Kautenja / gym-super-mario-bros

An OpenAI Gym interface to Super Mario Bros. & Super Mario Bros. 2 (Lost Levels) on The NES
Other
678 stars 133 forks source link

Flag get detection #91

Closed liziniu closed 4 years ago

liziniu commented 5 years ago

Hi, I use the env of 'SuperMarioBros-1-1-v0' and hope to only use this stage.

However, sometimes the wrapper cannot detect a flag is obtained and will run into the next stage.

Is there any way to ensure the simulator will stay in a single stage?

liziniu commented 5 years ago

I observe the variable self.ram[0x001D] and the video. When the Mario agent gets a flag, this variable is mostly 3, but occasionally 2.

I also observe the variable is 1 when the Mario is in a normal state. Can anyone explain the meaning of this variable is 2?
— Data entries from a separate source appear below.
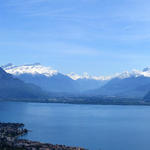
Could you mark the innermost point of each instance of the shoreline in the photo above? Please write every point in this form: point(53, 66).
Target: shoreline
point(136, 103)
point(9, 133)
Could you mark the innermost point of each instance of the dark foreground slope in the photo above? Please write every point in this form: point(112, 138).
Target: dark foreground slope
point(9, 133)
point(13, 88)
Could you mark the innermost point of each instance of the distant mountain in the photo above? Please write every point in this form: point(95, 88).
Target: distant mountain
point(13, 88)
point(53, 81)
point(130, 85)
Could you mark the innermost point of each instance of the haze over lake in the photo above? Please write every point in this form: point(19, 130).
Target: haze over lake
point(94, 127)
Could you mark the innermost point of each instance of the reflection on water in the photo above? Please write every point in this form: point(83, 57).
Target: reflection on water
point(91, 126)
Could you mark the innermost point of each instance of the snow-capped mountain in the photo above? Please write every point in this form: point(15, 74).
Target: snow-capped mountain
point(132, 84)
point(33, 69)
point(54, 81)
point(13, 89)
point(135, 84)
point(85, 75)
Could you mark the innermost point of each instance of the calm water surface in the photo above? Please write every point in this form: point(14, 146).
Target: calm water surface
point(94, 127)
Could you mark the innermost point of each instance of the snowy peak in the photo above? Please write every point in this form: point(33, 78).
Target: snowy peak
point(134, 73)
point(33, 69)
point(85, 75)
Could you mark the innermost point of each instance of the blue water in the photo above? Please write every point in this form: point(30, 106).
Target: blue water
point(94, 127)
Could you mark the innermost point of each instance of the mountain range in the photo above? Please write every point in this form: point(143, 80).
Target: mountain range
point(53, 81)
point(13, 88)
point(135, 84)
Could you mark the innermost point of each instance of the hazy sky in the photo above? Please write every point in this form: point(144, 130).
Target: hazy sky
point(100, 37)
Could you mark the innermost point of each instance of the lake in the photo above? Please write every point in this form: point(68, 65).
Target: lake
point(95, 127)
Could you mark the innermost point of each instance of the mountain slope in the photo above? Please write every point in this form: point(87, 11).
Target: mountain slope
point(53, 81)
point(13, 88)
point(130, 85)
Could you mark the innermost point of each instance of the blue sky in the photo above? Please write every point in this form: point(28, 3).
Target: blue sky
point(101, 37)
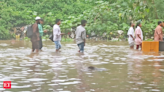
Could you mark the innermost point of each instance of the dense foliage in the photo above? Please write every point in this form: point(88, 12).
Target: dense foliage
point(103, 16)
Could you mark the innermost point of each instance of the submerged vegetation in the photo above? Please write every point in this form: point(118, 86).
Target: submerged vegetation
point(103, 16)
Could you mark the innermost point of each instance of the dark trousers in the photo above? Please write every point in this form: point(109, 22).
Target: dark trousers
point(40, 43)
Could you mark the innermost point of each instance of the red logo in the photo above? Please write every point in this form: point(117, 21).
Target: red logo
point(7, 84)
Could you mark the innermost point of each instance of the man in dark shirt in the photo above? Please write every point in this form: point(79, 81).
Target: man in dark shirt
point(35, 37)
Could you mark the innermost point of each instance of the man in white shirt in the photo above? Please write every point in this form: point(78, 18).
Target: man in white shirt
point(57, 34)
point(131, 36)
point(81, 36)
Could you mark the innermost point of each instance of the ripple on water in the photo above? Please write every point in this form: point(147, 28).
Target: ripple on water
point(70, 83)
point(25, 86)
point(36, 79)
point(119, 63)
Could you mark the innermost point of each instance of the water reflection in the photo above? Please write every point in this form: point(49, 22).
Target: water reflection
point(126, 70)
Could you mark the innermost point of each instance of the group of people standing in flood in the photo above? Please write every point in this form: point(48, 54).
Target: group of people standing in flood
point(37, 29)
point(136, 37)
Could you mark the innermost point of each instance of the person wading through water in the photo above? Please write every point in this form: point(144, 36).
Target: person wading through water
point(139, 36)
point(158, 33)
point(40, 26)
point(57, 34)
point(35, 37)
point(81, 36)
point(131, 36)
Kautenja commented 5 years ago

Hmm. could you run this shell command to print some version information? Issues with the flag get feature have occurred in the past so I want to make sure this is a new problem.

python3 -c 'import pkg_resources; \
print(pkg_resources.get_distribution("nes-py").version); \
print(pkg_resources.get_distribution("gym-super-mario-bros").version)'
Kautenja commented 5 years ago

Version aside, it looks like fixing this could be as simple as changing line 247 of smb_env.py:

https://github.com/Kautenja/gym-super-mario-bros/blob/9154ece0ec178bf2c914519feb5e5a79080109d2/gym_super_mario_bros/smb_env.py#L237-L249

from:

                return self.ram[0x001D] == 3

to:

                return self.ram[0x001D] in {2, 3}
Kautenja commented 5 years ago

It looks like 0x001D is equal to 2 for more situations than just being on the flag pole, namely, when the flag pole first enters the scene I see 0x001D equal to 2 for a bust of frames, but never when Mario is on the pole. This does not disprove the bugs existance, but does negate the above solutions potential.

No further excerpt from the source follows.